La gestation réelle dure ensuite environ cent trente jours, conduisant à des mises bas en mai ou juin. Les naissances gémellaires constituent la norme dans de bonnes conditions écologiques, avec une moyenne proche de 1,8 faon par femelle. Les triplés existent mais demeurent rares. Dès leurs premiers jours, les jeunes commencent à goûter la végétation tout en continuant à être allaités durant plusieurs mois. La mortalité juvénile reste toutefois importante.
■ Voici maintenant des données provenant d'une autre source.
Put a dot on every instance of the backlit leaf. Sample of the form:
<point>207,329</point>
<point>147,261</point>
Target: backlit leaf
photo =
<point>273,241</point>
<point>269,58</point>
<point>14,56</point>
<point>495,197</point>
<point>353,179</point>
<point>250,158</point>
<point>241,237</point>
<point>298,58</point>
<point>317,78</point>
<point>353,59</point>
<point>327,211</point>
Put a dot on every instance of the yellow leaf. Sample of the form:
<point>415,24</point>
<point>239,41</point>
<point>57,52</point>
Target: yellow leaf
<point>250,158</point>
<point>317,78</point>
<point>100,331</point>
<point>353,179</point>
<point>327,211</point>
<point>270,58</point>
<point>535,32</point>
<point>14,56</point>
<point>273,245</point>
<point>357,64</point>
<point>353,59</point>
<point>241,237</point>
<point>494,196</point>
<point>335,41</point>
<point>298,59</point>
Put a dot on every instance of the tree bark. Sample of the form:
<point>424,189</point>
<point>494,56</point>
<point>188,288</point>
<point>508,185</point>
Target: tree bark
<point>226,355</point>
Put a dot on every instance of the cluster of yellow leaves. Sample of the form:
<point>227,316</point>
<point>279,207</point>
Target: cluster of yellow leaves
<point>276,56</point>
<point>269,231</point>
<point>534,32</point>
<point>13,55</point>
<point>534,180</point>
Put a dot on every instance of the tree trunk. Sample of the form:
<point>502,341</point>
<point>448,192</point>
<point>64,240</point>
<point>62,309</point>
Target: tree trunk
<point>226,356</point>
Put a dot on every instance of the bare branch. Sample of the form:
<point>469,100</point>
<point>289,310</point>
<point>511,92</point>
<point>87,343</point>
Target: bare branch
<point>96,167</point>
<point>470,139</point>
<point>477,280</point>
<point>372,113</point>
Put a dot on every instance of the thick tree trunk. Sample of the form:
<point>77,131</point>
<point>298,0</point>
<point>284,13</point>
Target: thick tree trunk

Les intempéries, les travaux agricoles mécanisés, les collisions routières, les chiens errants ou encore certains prédateurs opportunistes comme le renard, le sanglier ou les corvidés peuvent lourdement affecter les jeunes classes d’âge. L’expansion spectaculaire du chevreuil observée depuis la seconde moitié du XXe siècle repose en grande partie sur sa forte capacité de colonisation. Chaque printemps, les jeunes de l’année précédente sont progressivement chassés du domaine maternel ou exclus par les mâles dominants. Cette dispersion favorise l’occupation rapide de nouveaux territoires, notamment lorsque les habitats offrent une mosaïque de boisements, de cultures et de zones refuges. La chasse, les accidents routiers ou la disparition d’animaux territoriaux créent également des espaces rapidement recolonisés. Aujourd’hui, le chevreuil figure parmi les grands mammifères sauvages les plus abondants d’Europe occidentale. Cette réussite écologique pose néanmoins de nouveaux défis : dégâts forestiers liés aux frottis et au broutement, collisions avec les véhicules, pression sur certaines régénérations forestières ou transmission possible de parasites comme les tiques. Symbole d’une faune sauvage capable de s’adapter aux paysages façonnés par l’homme, le chevreuil demeure pourtant un animal extrêmement sensible au dérangement, dont l’équilibre repose avant tout sur la qualité des habitats et la tranquillité des milieux naturels.